Jaime Sabines: “Los Amorosos” and five more poems you should know by the Mexican author

In 1950, Sabines, whose birth is commemorated this weekend, published his first publication, entitled “El Horal”; according to the author, on a sleepless night, he wrote the 64 poems that make up the book

Guardar

Before almost closing himself in his ranch in southern Chiapas, Jaime Sabines achieved what was known in much of the Spanish-speaking world about his work and the way in which he was involved in Mexican political events, and, despite the fact that many of his texts are closely linked to the coordinates of his life, he was able to order his universe and make their feelings known.

Sabines being a poet of experience, the author mentioned in an interview with German Dehesa that his poetry has started from real moments. “Each poem I can tell you by whom I wrote it, or how and under what circumstances.”

“In poetry there is nothing but experiences. [...] I think that my poetry is nothing more than a long testimony of what I have lived”, he said in the same interview.

In each poet you can see a social code that reflects a symbol within his poetry, which also influences language and traditions, something that can be seen in the texts of Sabines. The poet mentioned in an interview, in the Reforma Cultural Magazine “El Ángel”, conducted by Pilar Jiménez, that “the readings and the same exercise of poetry make you a little more concrete and synthetic”.

Infobae
Jaime Sabines in Fine Arts, in 1998 (Capture YouTube)

And during his adolescence he had done nothing but study, without having read anything, although at the age of seventeen he had an opportunity to meet “unknown” authors.

His friend Francisco Rodríguez showed him the poetry of Pablo Neruda, Juan Ramón Jiménez, Rafael Alberti and Federico García Lorca, whose impulse was more towards writing and recognition of poetry.

Beatriz Barrera Padilla points out that Sabines will no longer talk about his “poems to the brides”, referring to the first texts he had made when he was young.

Despite having been interested in poetry, he moved to Mexico City in 1945 where he began his medical studies, but he could not stand the inhuman environment of the faculty and despite the fact that his father wanted him to study his truncated vocation, Sabines mentioned.

Infobae

“I don't think there is a contradiction between poetry and medicine.

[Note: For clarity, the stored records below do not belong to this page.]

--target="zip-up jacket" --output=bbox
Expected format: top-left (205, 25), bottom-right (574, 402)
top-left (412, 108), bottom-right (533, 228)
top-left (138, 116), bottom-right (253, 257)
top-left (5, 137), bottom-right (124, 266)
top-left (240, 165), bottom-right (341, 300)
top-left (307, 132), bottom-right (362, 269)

Studying the human body is similar to studying the soul. [...] The three years in medicine made me truly a poet”, highlighting Sabines's first purpose in poetry.

In 1950 he published his first publication entitled “El Horal”, which on a sleepless night he wrote sixty-four poems that compose the book. From there his publications begin to see the light and show part of his life in each of these texts.

Poems

Among the poems that Jaime Sabines wrote, we can locate those that have been liked by several people, among them are:

The Loving Ones

Lovers are silent.

Love is the finest silence,

the most trembling, the most unbearable.

The loving ones seek,

the loving ones are the ones who abandon,

they are the ones who change, the ones who forget.

I hope to heal from you

I hope to be cured of you in a few days.

I have to stop smoking you, drink you, think about you. It's possible.

Following the prescriptions of morality in turn.

I prescribe time, abstinence, loneliness.

You hurt me

Meekly, unbearably, you hurt me.

Take my head. Cut my neck.

Nothing is left of me after this love.

It's not that I die of love

It's not that I die of love, I die of you.

I die of you, love, of love of you,

of my urgency of my skin from you,

from my soul, from you and from my mouth

and how unbearable I am without you.

After all

After all - but after all -

it's just about sleeping together,

it's about meat,

of naked bodies,

lamp of death in the world.

You've got what I'm looking for

You've got what I'm looking for, what I want, what I love,

you have it.

The fist of my heart is pounding, calling.